Methodology

Inside the HIL lab: methodology for cross-vendor robotics benchmarks

What it means to call a number 'comparable' across silicon vendors — the rig, the harness, the protocol, and the ways we keep ourselves honest.

Fo’c’sle·Mar 28, 2028·14 min read

The first principle of cross-vendor benchmarking is that the comparison only matters if the workload actually matches what the customer is going to deploy. In practice this means: real input resolutions; real preprocessing pipelines; real downstream consumers waiting on the output. Synthetic mini-batched throughput numbers — the kind every chip vendor's own product page leads with — overstate field performance by between 1.4× and 3.2× in our matched-pair runs. Here is how we structure ours so the numbers survive contact with a customer's hardware.

Our protocol is built around three rules. First, every measurement is a matched-pair: the same input frames, the same downstream consumer, the same warm-up window, on the same physical rig. The chip changes; nothing else does. Second, every measurement is steady-state: 30 seconds of warm-up, then a 10,000-frame measurement window, with the rig instrumented at the package-power level. Third, every measurement is reproducible: the rig configuration, input data, downstream consumer code, and instrumentation harness are checked into the same git repository the published number lives in.

Submissions from publishers go through a reproduction gate. We accept publisher-submitted benchmarks only if they reproduce within ±8% of an HIL-lab matched-pair run on the same chip in the same input mode. Failed reproductions don't get rejected — they go into a separate Discussion section on the model page, with both numbers visible and the reproduction harness alongside, so practitioners can decide for themselves which one matches their conditions.

We're public about the limits of this protocol. It works well for vision workloads — object detection, depth, segmentation — where the input pipeline is unambiguous and the consumer is deterministic. It's harder for VLA, where the policy's downstream behavior depends on closed-loop dynamics that you can only really observe in HIL sim. That's why every VLA model on this site has a separate Sim Results tab — the matched-pair numbers tell you about the inference cost, but only the HIL sim numbers tell you whether the policy actually works under load.
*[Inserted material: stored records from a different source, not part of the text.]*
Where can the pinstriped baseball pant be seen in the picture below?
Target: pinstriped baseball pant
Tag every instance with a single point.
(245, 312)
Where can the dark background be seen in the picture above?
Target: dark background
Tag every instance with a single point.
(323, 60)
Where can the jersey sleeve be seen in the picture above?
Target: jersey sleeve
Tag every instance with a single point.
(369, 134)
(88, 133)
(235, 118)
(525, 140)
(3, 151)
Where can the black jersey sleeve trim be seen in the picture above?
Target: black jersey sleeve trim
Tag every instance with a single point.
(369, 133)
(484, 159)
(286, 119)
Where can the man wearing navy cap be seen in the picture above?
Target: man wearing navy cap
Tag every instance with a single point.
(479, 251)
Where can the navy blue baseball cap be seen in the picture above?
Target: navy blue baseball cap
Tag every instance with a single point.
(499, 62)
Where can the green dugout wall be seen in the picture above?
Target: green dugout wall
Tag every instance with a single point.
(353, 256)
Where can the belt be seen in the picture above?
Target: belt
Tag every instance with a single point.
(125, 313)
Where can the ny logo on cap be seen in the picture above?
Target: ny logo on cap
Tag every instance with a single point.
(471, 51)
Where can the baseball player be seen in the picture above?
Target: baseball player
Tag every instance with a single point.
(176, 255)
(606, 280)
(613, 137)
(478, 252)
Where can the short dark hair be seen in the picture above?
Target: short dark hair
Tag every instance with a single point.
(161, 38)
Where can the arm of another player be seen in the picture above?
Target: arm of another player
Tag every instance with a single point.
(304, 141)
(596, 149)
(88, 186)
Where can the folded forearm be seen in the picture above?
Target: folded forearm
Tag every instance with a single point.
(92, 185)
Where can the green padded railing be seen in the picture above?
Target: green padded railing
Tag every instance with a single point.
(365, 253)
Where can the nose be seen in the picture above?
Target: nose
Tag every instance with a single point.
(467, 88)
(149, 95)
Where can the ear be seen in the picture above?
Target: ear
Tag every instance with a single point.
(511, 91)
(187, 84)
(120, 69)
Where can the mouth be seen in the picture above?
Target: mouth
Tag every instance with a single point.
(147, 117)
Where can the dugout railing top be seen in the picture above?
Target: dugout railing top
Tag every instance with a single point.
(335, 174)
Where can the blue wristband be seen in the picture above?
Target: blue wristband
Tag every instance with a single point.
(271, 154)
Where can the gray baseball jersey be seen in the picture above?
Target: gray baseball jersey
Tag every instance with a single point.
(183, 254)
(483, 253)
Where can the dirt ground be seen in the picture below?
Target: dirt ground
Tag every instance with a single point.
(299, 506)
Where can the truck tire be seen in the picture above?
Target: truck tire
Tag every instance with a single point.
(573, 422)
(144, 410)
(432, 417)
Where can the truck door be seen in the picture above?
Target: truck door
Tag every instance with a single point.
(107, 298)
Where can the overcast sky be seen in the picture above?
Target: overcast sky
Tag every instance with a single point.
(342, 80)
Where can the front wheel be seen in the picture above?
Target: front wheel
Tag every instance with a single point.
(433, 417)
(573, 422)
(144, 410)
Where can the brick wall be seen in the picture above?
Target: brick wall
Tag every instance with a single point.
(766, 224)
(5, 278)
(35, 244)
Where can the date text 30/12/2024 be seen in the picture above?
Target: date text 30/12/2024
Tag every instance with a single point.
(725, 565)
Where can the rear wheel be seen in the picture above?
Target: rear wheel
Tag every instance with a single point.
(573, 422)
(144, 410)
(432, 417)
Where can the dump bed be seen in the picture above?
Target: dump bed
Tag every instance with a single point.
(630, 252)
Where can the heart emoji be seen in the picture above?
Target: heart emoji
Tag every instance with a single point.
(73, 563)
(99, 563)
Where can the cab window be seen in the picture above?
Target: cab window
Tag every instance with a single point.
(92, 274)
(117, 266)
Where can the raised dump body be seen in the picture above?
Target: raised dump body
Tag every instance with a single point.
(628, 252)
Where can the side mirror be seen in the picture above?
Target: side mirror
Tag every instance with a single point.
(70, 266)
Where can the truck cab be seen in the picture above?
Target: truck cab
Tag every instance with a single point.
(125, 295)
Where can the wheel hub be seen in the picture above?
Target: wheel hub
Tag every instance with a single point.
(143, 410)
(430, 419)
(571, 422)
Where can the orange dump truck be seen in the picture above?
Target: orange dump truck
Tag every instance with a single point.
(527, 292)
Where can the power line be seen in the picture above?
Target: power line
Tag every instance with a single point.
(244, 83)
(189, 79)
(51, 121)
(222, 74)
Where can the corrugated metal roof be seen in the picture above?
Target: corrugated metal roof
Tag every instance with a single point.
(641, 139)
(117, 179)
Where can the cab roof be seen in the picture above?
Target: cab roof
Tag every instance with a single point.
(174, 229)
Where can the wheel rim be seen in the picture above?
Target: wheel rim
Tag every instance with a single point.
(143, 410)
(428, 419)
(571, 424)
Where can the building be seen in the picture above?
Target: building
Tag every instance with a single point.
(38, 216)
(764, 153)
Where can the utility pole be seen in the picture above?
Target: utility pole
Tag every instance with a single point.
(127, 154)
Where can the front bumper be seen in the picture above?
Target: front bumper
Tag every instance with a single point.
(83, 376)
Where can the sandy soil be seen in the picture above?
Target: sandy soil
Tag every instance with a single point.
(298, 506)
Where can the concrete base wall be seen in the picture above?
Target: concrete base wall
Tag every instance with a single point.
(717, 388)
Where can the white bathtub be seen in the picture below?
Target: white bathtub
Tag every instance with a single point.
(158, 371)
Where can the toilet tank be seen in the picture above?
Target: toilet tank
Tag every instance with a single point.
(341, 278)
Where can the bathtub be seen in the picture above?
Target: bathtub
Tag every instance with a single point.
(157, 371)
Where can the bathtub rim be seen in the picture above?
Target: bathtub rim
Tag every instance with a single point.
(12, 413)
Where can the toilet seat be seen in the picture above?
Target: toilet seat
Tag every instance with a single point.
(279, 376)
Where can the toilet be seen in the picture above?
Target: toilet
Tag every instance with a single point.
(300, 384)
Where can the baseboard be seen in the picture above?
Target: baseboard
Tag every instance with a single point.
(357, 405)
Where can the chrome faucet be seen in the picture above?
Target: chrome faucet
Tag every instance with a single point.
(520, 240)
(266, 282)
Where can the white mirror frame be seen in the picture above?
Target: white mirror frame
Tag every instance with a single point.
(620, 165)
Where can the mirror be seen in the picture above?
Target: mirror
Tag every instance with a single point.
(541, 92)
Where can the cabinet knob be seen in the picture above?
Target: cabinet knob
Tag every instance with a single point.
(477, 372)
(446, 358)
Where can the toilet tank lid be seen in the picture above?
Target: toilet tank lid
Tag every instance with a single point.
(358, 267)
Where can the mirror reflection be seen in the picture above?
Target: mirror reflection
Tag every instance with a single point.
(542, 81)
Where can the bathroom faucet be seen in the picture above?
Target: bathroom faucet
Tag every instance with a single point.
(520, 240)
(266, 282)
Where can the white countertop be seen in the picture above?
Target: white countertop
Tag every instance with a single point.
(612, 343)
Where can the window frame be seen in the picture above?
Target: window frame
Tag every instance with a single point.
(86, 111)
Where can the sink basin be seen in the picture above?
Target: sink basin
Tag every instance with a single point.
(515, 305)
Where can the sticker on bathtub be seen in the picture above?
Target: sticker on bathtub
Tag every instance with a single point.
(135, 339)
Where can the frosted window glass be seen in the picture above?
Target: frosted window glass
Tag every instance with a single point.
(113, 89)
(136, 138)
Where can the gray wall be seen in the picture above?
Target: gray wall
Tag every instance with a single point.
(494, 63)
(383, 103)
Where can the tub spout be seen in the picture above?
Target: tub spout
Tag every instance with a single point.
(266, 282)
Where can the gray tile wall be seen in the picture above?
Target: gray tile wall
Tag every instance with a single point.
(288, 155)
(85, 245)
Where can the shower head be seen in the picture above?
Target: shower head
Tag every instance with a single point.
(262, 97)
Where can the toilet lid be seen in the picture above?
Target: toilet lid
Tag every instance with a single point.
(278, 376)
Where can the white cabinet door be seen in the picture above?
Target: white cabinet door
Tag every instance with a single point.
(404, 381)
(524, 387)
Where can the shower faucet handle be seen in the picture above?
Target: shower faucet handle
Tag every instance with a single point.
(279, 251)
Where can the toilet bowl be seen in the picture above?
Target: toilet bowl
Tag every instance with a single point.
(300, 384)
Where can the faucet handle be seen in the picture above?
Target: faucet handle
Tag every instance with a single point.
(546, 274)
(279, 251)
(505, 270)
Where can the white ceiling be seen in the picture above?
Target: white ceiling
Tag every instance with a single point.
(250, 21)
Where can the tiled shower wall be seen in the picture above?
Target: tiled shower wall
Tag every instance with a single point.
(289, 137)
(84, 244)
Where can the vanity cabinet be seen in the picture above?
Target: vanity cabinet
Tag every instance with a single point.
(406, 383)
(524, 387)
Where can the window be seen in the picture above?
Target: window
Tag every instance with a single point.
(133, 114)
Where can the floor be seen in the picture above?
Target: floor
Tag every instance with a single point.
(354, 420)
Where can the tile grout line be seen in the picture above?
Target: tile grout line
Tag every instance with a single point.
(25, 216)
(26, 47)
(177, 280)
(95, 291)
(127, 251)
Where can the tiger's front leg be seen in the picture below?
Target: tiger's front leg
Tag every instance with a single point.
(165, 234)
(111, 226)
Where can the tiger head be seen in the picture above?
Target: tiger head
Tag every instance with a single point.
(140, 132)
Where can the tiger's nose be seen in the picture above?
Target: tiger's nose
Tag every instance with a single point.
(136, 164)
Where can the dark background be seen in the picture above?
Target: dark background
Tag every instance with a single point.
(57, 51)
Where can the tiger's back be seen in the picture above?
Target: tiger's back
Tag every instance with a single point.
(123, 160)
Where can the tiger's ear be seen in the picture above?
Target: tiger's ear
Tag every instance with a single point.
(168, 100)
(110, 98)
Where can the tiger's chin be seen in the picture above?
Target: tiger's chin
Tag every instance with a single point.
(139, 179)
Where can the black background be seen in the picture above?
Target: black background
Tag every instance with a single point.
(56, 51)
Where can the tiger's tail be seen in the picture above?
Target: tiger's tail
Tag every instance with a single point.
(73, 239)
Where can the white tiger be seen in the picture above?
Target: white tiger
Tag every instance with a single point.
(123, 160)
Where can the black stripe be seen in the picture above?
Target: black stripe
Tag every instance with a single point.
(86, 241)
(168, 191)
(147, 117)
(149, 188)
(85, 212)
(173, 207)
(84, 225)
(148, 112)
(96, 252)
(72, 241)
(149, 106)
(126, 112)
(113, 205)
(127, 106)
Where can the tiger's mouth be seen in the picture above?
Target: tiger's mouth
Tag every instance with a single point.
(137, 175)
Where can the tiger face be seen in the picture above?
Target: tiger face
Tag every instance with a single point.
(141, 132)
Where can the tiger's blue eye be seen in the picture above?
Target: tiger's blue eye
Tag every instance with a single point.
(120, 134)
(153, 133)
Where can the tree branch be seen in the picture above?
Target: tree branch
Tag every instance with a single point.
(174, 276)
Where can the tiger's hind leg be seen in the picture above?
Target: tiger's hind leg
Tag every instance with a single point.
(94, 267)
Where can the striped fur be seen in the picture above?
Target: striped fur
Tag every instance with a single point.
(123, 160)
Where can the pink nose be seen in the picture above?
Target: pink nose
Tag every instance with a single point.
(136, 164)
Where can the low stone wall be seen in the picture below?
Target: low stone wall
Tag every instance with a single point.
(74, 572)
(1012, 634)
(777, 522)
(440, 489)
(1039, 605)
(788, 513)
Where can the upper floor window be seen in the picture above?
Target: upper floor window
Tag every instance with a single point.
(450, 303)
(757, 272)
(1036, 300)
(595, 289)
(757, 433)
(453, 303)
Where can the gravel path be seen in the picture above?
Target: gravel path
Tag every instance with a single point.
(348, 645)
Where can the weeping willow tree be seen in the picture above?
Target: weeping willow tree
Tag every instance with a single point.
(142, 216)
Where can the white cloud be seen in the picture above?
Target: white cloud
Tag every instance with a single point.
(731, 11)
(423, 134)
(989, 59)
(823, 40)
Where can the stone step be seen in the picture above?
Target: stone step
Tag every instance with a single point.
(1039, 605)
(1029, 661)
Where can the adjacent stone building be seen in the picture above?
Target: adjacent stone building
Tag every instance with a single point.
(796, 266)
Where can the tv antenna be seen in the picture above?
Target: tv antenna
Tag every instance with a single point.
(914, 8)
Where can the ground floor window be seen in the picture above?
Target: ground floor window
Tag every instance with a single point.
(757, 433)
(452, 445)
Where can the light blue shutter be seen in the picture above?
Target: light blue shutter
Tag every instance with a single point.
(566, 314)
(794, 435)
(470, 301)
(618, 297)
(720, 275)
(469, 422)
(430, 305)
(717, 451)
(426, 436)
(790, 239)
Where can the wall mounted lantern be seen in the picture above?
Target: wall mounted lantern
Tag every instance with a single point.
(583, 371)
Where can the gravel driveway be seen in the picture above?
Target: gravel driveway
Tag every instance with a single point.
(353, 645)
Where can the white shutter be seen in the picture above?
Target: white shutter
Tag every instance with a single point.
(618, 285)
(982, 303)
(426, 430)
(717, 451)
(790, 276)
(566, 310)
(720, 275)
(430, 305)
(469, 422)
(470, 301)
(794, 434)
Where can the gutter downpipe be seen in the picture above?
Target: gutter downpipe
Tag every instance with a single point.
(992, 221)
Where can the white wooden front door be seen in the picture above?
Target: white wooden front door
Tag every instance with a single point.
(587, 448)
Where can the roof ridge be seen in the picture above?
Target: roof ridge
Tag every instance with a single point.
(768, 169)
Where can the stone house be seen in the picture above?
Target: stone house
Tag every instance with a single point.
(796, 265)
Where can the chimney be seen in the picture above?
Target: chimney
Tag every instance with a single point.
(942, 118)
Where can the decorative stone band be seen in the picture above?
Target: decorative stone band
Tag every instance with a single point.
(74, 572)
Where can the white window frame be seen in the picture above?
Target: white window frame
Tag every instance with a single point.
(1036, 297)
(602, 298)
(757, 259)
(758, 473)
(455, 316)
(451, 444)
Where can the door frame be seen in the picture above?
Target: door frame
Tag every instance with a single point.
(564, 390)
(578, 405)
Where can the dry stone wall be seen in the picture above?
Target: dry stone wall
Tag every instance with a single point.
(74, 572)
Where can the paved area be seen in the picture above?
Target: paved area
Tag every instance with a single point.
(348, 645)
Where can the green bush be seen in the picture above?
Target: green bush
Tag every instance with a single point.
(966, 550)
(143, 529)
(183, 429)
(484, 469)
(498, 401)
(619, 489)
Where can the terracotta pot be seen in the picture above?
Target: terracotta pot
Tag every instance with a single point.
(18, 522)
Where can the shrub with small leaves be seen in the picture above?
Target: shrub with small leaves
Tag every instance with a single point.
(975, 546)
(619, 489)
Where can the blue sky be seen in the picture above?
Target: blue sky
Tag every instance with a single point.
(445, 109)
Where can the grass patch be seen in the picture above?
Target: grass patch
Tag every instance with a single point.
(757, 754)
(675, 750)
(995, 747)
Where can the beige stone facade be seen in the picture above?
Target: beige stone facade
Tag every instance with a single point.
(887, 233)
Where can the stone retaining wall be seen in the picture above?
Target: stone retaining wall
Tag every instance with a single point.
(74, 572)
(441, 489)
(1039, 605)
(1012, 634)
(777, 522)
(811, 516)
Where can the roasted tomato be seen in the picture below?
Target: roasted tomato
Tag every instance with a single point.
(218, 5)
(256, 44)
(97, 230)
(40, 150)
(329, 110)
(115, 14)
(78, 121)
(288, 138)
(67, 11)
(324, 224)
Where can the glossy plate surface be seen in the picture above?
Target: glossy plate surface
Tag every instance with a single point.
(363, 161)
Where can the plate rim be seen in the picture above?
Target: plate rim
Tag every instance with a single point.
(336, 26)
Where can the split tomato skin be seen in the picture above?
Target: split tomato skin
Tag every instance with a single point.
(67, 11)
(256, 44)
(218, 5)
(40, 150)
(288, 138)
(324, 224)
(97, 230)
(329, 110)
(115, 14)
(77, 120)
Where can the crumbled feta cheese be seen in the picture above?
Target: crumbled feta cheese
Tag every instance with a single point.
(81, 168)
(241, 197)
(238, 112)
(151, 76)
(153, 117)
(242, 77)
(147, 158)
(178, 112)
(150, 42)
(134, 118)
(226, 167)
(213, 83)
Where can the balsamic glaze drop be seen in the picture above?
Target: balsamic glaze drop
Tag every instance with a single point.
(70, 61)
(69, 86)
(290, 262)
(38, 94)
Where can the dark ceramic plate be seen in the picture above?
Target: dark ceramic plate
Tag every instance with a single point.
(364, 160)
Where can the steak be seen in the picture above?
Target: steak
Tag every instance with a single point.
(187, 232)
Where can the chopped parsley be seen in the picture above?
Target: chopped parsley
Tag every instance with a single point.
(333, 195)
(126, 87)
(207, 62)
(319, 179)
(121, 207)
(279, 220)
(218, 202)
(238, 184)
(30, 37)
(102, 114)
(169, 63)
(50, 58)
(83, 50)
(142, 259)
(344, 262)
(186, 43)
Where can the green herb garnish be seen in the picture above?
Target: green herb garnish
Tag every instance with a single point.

The protocol will keep evolving. We'll publish version bumps when it does, with the change history and the affected number ranges public on the methodology changelog. If you have a workload class that the current protocol doesn't fit, please send us a note — there are at least three more we know we need to design for in the next six months.

Written by Fo’c’sle — published on the Fo’c’sle changelog.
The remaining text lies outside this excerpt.